Sarah Peters, Augur 2, 2022, Bronze,
Sarah Peters, Augur 1, 48.26 x 40.64 x 30.48, Bronze,
Sarah Peters, Charioteer 1, 2018, Bronze, 27.94 x 24.13 x 33.02
Sarah Peters, Charioteer 2, 2022, Bronze, 27.94 x 33.147 x 38.01 cm
Sarah Peters, Untitled, 2021, Ceramic, 20.63 x 22.22 cm
Sarah Peters, Portrait With Ear, 2021, Ceramic, 35.87 x 26.03 cm
Fahrenheit Madrid is pleased to announce an exhibition of bronze sculptures by New York-based artist Sarah Peters. Her work can be seen as an amalgam of antiquity, modernity and even futurity, as she uses the imagery of gods in a humanistic context. Peters’ sculptural language draws from diverse iconographic influences including Assyrian antiquities, Greco-Roman tragedy masks, Egyptian funerary figures, Cypriotic portraits, as well as early American folk art and early modernist figuration. The Lady of Elche was a particularly important reference for this exhibition.
The sculptures’ reduced and refined facial features bestow them with a celestial presence: hollow eye sockets and wide-open mouths confer juxtaposed notions of idealized death and life. The polished silver nitrate surfaces with their flat, sliced, sharp planes further reinforce their status as androids or messengers from another world. Her sculptures explore the universal elements of what can be a parallel world of possibilities, the relationship between essence and existence.
Peters subtly allocates “seer” characteristics to her sculptures by elongating their eyes and mouths. The complex dimensions of meaning cleverly conveyed through her work entrance the viewer into a heightened state of appreciation. In both “Charioteer I” and “Charioteer II”, the artist’s hand is apparent in the woman’s wheel-like hair, seemingly essential for navigating her world. The wheels express positive and hopeful movement into the future. The faces in “Augur 1” and “Augur 2” are intentionally elevated from the base (the loose and long hair) making them instantly recognizable as authoritarian, powerful and eminent figures, gifted with powers to interpret natural phenomena and a special connection to the divine.
The ceramic wall reliefs distort the images of classicism and narrative mythology.
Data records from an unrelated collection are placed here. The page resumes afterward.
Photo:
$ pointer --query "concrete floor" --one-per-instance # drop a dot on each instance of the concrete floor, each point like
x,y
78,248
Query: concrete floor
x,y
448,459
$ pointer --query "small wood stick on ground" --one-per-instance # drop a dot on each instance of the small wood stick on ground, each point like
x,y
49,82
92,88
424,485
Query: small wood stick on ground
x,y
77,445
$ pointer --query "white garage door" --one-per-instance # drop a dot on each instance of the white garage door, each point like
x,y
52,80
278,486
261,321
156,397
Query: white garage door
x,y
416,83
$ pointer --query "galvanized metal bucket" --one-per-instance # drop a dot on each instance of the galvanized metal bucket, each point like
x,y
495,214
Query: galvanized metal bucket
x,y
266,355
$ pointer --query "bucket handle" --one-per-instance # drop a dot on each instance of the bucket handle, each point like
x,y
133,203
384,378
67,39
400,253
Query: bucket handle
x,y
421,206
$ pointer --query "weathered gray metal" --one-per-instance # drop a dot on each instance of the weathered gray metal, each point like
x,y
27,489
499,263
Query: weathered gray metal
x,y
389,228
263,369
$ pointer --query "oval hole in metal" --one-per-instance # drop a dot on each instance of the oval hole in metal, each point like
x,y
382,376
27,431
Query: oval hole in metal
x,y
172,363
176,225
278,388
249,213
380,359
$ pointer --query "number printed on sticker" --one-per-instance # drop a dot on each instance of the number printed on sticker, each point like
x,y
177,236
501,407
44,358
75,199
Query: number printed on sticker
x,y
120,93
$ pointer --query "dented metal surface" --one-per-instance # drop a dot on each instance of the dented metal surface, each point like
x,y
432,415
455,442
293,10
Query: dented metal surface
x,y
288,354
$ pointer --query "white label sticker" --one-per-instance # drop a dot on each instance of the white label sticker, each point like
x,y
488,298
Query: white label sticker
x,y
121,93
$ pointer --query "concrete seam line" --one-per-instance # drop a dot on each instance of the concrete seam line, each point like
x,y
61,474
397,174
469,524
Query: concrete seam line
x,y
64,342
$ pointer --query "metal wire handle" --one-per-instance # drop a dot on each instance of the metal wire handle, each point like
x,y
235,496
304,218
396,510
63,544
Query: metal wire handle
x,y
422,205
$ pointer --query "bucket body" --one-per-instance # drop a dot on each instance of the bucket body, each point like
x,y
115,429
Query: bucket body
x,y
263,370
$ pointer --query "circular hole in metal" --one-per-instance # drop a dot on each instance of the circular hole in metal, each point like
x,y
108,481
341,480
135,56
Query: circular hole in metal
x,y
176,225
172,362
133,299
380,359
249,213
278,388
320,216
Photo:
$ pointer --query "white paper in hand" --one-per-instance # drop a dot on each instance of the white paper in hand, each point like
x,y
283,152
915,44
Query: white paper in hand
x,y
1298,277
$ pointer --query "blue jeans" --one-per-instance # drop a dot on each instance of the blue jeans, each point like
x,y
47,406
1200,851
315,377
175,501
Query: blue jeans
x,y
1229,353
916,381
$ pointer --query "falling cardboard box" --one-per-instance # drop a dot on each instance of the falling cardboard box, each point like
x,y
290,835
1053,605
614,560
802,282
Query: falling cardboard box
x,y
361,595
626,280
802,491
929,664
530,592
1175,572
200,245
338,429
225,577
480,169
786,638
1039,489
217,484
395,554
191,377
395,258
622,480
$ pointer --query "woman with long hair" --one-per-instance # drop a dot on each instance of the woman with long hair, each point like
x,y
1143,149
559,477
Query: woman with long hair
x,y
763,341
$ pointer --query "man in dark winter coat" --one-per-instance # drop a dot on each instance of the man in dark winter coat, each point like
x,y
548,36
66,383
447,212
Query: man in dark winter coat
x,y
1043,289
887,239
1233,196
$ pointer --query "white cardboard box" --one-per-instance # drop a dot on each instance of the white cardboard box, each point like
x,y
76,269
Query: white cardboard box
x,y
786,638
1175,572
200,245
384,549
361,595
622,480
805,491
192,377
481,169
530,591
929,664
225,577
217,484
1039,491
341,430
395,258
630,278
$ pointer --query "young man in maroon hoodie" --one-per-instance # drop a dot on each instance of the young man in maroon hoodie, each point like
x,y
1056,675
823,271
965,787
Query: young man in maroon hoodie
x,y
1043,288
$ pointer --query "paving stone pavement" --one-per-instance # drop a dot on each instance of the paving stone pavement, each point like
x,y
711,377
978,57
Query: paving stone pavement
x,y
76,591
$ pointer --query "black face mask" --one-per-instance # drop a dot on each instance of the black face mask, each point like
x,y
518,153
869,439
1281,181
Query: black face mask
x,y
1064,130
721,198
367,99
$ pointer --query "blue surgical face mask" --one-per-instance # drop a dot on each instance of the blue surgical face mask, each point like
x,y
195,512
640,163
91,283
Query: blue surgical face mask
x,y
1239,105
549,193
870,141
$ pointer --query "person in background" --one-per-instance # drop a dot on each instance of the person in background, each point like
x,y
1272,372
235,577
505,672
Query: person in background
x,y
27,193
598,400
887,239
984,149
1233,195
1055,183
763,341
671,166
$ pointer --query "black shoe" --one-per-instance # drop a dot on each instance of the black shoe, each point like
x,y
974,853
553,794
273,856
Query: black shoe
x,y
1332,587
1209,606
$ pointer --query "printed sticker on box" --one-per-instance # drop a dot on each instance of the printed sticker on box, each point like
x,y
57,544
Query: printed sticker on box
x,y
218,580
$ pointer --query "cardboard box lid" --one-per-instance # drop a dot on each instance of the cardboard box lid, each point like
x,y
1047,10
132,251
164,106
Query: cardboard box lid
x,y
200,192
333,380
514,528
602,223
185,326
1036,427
The pieces are immediate and fun and highlight the practice of drawing whilst responding to subtle variations in the surface. The artist focuses on the spontaneity and playfulness of storytelling and minute details convey unique narratives that indicate a mastery of the sculpting hand.
Peters dances between what can be considered mysterious, archaic and modern without risking the unique element of each of her pieces. Her sculptures pave their own path and ultimately speak to us in a time-transcending language of their own.
Sarah L Peters (b. 1973) is currently in Queens, NY. Peters received her (MFA) in Virginia Commonwealth University, her (BFA) in the University of Pennsylvania, and (Certificate) from The Pennsylvania Academy of Fine Arts. The artist has been in residencies from John Michael Kohler, WI and New York Foundation for the Arts (NYFA), NY (2011); The Fine Arts Work Center, Provincetown, MA (2010); and The Marie Walsh Sharpe Art Foundation Space Program, Brooklyn, NY (2008). Peters has had a solo and two-person exhibitions include Halsey McKay Gallery, New York, NY (2017); Eleven Rivington, New York (2015); 4 AM, New York (2015); Bodyrite (with Mira Dancy) at Asya Geisberg, NY (2014); Edward Winkleman Gallery, NY (2007,2010); and John Davis Gallery, Hudson, NY (2013). Group exhibitions include Objects Like Us, The Aldrich Contemporary Art Museum, Ridgefield, CT, curated by Amy Smith-Stewart and David Adamo (2018); Galerie Eva Presenhuber, Zurich, Switzerland (2018); and Rodin and the Contemporary Figurative Tradition, Frederik Meijer Gardens & Sculpture Park, Grand Rapids, MI (2017), among others. Her work has been reviewed and featured in publications such as The New York Times, Art in America, Artforum, and The Brooklyn Rail.